Download or read book Breakfast of Biodiversity written by John H. Vandermeer and published by Food First Books. This book was released on 2005 with total page 222 pages. Available in PDF, EPUB and Kindle. Book excerpt: Focuses on international commerce as the greatest threat to the world's rain forests. Argues that no single industry or activity is to blame for deforestation, but that the ways in which consumers around the world spend and invest comprises a web of interests that lead to the depletion of natural resources and the destruction of habitats. Advocates consumer behavior meant to curtail the destruction.

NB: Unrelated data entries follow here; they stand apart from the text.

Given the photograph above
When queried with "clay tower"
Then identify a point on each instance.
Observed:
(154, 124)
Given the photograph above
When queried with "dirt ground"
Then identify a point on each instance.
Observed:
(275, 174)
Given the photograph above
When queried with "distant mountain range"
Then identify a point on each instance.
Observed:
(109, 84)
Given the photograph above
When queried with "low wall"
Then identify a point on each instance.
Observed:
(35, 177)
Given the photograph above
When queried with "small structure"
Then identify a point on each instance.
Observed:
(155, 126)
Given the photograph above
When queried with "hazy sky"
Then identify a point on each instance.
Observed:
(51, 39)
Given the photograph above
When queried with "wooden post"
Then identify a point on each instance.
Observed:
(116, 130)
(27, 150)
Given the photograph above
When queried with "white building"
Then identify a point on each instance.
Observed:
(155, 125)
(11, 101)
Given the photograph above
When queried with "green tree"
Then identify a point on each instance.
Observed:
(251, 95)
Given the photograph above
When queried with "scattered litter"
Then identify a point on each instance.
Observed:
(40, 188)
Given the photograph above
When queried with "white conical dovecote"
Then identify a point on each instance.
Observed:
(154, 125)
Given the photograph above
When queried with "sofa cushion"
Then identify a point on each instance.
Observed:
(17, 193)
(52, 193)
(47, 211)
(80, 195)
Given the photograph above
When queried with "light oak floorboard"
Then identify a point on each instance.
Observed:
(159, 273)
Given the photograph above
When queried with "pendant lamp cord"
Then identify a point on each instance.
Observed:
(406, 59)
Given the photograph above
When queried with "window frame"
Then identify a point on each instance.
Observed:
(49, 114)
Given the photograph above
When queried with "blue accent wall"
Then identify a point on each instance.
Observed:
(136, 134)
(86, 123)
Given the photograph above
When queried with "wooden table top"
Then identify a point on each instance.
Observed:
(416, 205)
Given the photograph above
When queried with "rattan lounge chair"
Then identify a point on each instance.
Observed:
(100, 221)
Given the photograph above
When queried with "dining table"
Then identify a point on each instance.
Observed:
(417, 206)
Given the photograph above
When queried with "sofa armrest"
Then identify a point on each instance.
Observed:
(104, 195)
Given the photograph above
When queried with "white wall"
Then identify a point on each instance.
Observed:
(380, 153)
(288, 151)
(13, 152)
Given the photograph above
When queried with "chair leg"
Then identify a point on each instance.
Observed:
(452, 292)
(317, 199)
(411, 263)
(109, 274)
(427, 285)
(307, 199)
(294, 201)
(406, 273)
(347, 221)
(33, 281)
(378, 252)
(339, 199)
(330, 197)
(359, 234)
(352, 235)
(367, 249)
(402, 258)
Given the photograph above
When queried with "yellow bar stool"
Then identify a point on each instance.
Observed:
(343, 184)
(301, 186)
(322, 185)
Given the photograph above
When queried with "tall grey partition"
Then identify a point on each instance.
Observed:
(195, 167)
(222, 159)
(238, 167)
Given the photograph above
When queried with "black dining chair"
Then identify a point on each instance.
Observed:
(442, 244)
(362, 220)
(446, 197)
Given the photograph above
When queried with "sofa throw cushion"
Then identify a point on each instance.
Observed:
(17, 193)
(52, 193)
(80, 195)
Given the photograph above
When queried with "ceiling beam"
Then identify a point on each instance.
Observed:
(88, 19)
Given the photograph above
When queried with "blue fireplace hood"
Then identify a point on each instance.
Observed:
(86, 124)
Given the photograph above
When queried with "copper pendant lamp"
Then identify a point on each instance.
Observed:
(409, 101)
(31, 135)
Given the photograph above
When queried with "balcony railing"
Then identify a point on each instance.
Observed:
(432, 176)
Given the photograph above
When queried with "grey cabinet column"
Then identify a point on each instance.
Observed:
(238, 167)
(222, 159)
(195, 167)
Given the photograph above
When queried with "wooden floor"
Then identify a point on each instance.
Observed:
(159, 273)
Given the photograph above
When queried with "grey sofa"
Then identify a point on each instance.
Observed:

Book The Environment in Anthropology

Download or read book The Environment in Anthropology written by Nora Haenn and published by NYU Press. This book was released on 2006 with total page 503 pages. Available in PDF, EPUB and Kindle. Book excerpt: Presenting ecology and current environmental studies from an anthropological point of view, this book gives readers a strong intellectual foundation as well as offering practical tools for solving environmental problems.

Book Geography in America at the Dawn of the 21st Century

Download or read book Geography in America at the Dawn of the 21st Century written by Gary L. Gaile and published by . This book was released on 2005 with total page 854 pages. Available in PDF, EPUB and Kindle. Book excerpt: Geography in America at the Dawn of the 21st Century surveys American geographers' current research in their specialty areas and tracks trends and innovations in the many subfields of geography. As such, it is both a 'state of the discipline' assessment and a topical reference. It includes an introduction by the editors and 47 chapters, each on a specific specialty. The authors of each chapter were chosen by their specialty group of the American Association of Geographers (AAG). Based on a process of review and revision, the chapters in this volume have become truly representative of the recent scholarship of American geographers. While it focuses on work since 1990, it additionally includes related prior work and work by non-American geographers. The initial Geography in America was published in 1989 and has become a benchmark reference of American geographical research during the 1980s. This latest volume is completely new and features a preface written by the eminent geographer, Gilbert White.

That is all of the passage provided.